Gene has vivid memories of the jury’s deliberations. "Deliberations" might be too grand a word for the work of these juries, none of which caucused for more than "a few minutes after each case." He remembers that by the time of his trial, the 23rd, the jury was no longer bothering to deliberate. He remembers that the jurors simply walked out into the hallway for a few moments, long enough for a few drags on a cigarette; said nothing to one another; and returned with a guilty verdict.

Can it really be that the juries in these cases were so cavalier? Are these embittered memories, distorted by the passage of 55 years? There is good reason to believe the former.
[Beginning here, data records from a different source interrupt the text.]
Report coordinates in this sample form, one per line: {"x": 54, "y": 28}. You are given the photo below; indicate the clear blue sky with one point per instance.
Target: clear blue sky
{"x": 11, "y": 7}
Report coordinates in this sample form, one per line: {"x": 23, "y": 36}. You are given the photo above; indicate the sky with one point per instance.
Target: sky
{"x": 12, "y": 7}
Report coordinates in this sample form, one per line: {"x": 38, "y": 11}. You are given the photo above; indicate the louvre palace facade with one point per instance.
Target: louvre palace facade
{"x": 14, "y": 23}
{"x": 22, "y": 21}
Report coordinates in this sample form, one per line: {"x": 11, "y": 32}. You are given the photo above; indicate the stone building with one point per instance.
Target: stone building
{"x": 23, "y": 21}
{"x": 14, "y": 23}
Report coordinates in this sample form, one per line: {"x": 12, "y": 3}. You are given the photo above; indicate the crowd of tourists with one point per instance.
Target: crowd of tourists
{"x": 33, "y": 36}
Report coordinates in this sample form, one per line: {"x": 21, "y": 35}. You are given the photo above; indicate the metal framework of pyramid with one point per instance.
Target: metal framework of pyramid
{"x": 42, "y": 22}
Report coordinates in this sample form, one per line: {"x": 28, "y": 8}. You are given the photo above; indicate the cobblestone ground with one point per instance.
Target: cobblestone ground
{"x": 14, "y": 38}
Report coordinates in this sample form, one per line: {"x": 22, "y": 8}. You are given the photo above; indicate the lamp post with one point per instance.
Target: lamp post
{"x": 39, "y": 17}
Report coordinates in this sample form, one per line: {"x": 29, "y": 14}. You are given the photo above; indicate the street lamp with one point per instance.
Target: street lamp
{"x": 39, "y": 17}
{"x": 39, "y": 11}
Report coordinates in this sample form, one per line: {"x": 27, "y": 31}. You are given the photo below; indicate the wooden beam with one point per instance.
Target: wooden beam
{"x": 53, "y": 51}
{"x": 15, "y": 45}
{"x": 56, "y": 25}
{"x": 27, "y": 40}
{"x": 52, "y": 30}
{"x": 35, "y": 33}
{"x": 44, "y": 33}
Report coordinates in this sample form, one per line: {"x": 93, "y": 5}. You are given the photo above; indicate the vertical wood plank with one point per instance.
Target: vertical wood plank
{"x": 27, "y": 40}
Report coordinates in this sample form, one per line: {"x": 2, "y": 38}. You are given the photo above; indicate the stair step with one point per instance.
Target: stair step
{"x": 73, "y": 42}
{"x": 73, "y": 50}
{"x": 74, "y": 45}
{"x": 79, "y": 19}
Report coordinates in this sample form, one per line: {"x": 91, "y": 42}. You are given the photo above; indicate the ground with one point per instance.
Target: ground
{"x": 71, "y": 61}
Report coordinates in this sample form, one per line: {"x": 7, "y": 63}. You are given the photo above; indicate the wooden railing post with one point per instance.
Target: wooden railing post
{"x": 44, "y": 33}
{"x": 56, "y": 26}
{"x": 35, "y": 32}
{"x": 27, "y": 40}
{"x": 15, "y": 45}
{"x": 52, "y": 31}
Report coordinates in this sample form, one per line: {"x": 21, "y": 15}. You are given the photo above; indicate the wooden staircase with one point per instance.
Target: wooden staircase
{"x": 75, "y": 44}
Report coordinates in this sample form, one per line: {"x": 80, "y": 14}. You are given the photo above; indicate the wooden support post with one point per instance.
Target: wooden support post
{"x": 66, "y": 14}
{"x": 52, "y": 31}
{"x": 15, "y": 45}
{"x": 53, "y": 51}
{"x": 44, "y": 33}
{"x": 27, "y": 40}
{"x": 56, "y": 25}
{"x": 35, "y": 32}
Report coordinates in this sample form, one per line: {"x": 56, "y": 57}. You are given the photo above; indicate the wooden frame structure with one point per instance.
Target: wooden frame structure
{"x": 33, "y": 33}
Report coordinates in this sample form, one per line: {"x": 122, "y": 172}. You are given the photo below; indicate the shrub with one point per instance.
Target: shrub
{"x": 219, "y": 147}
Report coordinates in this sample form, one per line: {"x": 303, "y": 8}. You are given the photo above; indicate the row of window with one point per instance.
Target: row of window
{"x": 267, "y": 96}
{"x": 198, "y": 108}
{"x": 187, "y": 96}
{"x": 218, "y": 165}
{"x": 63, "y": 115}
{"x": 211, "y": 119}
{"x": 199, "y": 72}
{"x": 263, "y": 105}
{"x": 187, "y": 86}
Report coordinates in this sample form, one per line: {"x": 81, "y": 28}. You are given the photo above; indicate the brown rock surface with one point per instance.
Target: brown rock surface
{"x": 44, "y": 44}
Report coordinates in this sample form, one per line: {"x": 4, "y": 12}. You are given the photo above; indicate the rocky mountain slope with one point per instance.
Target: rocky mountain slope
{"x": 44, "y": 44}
As it happened, Clark was not the only arbiter in the courtroom who was open to a charge of prejudgment and bias. So too were the jurors.

For the 33 trials, Clark called a total of 34 Idaho citizens to serve as jurors. This meant that when all the trials were completed, each juror had served on at least 10 separate juries. On the seventh day of the trials, a lawyer for one of the defendants challenged the entire venire from which he was expected to pick a jury. He protested to Clark "that members of the jury panel had all sat on juries trying other Nisei on the same charges and thus may not be free of prejudice." Clark said he would give the matter some thought but the next morning resumed jury selection from the same pool of jurors.
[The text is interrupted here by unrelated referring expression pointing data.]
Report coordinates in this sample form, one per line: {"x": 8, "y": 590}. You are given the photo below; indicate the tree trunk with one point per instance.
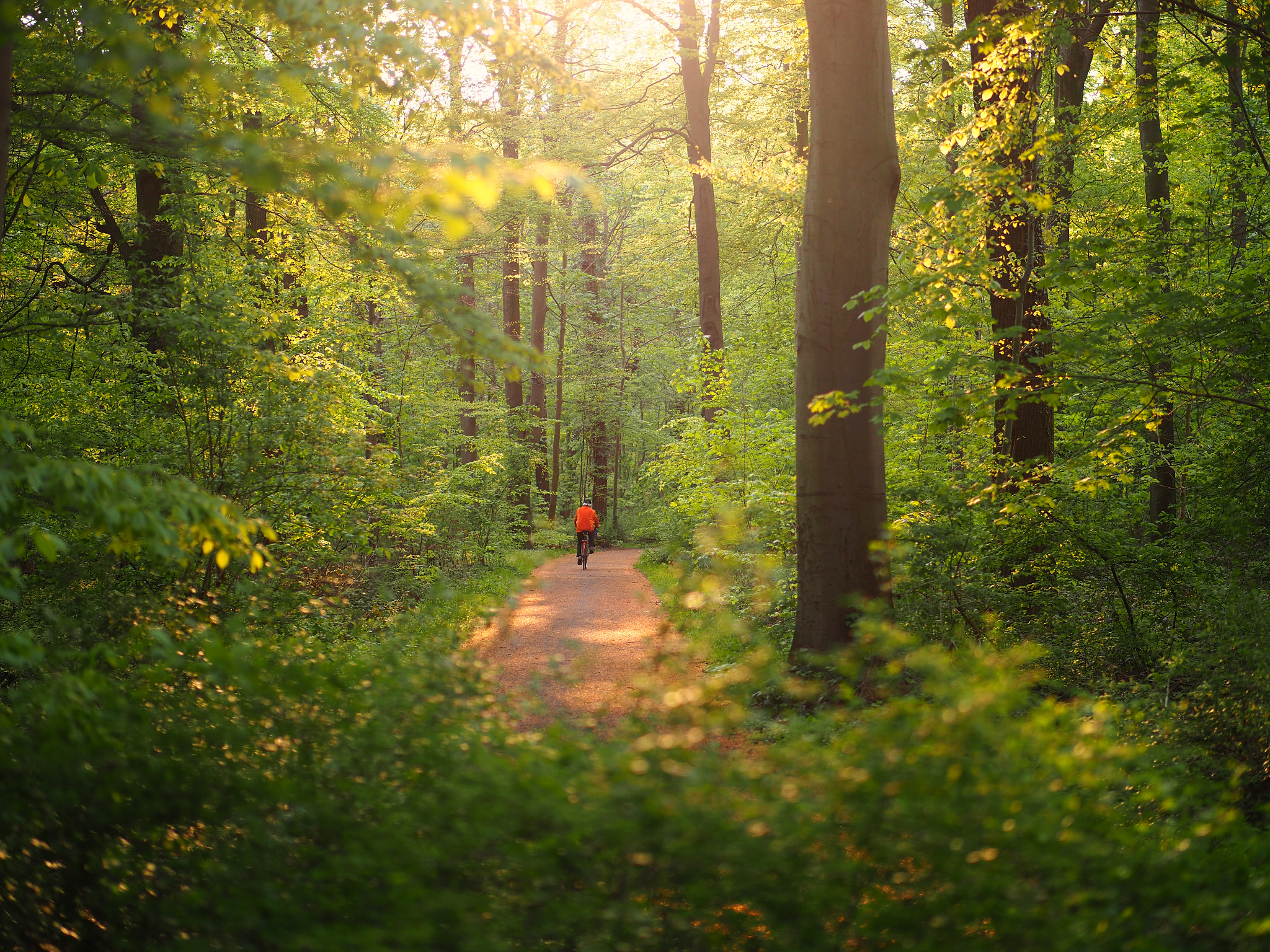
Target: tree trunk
{"x": 6, "y": 131}
{"x": 468, "y": 366}
{"x": 255, "y": 214}
{"x": 698, "y": 77}
{"x": 1162, "y": 506}
{"x": 1076, "y": 58}
{"x": 1024, "y": 430}
{"x": 853, "y": 183}
{"x": 513, "y": 386}
{"x": 948, "y": 25}
{"x": 593, "y": 268}
{"x": 538, "y": 340}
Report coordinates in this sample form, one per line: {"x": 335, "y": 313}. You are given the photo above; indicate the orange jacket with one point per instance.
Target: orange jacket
{"x": 586, "y": 519}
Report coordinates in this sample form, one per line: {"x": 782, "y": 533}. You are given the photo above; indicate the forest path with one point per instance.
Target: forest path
{"x": 577, "y": 639}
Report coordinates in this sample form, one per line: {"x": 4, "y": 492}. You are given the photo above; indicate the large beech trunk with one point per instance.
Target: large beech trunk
{"x": 1162, "y": 506}
{"x": 698, "y": 77}
{"x": 1238, "y": 123}
{"x": 1077, "y": 58}
{"x": 593, "y": 270}
{"x": 513, "y": 387}
{"x": 468, "y": 367}
{"x": 554, "y": 499}
{"x": 851, "y": 188}
{"x": 538, "y": 340}
{"x": 6, "y": 130}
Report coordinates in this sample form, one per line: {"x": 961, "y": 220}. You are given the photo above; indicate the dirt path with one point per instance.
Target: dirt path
{"x": 577, "y": 639}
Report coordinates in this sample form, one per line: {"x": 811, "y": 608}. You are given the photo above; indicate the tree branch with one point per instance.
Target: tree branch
{"x": 649, "y": 14}
{"x": 711, "y": 42}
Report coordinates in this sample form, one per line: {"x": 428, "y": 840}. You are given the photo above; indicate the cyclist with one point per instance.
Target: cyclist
{"x": 586, "y": 522}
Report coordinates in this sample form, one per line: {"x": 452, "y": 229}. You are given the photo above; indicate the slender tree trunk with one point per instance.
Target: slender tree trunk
{"x": 1024, "y": 431}
{"x": 538, "y": 340}
{"x": 853, "y": 183}
{"x": 1076, "y": 59}
{"x": 698, "y": 77}
{"x": 1162, "y": 506}
{"x": 468, "y": 366}
{"x": 593, "y": 270}
{"x": 6, "y": 133}
{"x": 556, "y": 438}
{"x": 948, "y": 25}
{"x": 1238, "y": 143}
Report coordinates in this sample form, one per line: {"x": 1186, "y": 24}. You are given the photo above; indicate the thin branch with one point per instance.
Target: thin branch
{"x": 649, "y": 14}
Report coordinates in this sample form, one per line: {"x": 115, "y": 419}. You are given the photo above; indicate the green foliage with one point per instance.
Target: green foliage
{"x": 239, "y": 794}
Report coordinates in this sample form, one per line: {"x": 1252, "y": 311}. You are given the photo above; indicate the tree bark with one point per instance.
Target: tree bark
{"x": 1162, "y": 505}
{"x": 1076, "y": 59}
{"x": 513, "y": 386}
{"x": 1024, "y": 430}
{"x": 468, "y": 366}
{"x": 6, "y": 131}
{"x": 255, "y": 215}
{"x": 698, "y": 77}
{"x": 853, "y": 183}
{"x": 1238, "y": 144}
{"x": 538, "y": 340}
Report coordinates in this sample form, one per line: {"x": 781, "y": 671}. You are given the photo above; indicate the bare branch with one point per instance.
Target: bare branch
{"x": 649, "y": 14}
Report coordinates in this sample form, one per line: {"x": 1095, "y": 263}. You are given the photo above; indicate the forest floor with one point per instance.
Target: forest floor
{"x": 574, "y": 641}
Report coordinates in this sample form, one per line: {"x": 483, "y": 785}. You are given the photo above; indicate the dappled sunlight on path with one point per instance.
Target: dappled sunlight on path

Gene’s recollection that his jurors "deliberated" by stepping into the hallway for a silent smoke may well be correct. Each of his 12 jurors had already heard at least five trials of his fellow resisters; most had heard eight. At that point, what was left to talk about?

 

hatever its flaws, this assembly line of jury trials was unquestionably efficient. In the space of 13 days, pausing only on Sundays, the juries convicted the Minidoka internees of draft evasion at an average pace of three per day.

In late September and early October 1944, the convicted draft resisters appeared before Clark for sentencing. Those who had entered guilty pleas and spared the court the (plainly quite minor) inconvenience of a trial received 18-month sentences. Most of the rest were sentenced to terms of three years and three months in prison and a $200 fine.

Immediately after sentencing, the convicted resisters were sent to serve out their sentences at the federal penitentiary at McNeil Island, Washington, an old fortress of a prison that sat on a small island in the Puget Sound about 50 miles southwest of Seattle. As the ferry carried Gene and his fellow resisters across the water toward the prison, he could not help but note the irony that two and one-half years earlier the government had forced them from their homes along the Puget Sound as suspected subversives. Now it was forcing them back as convicted felons.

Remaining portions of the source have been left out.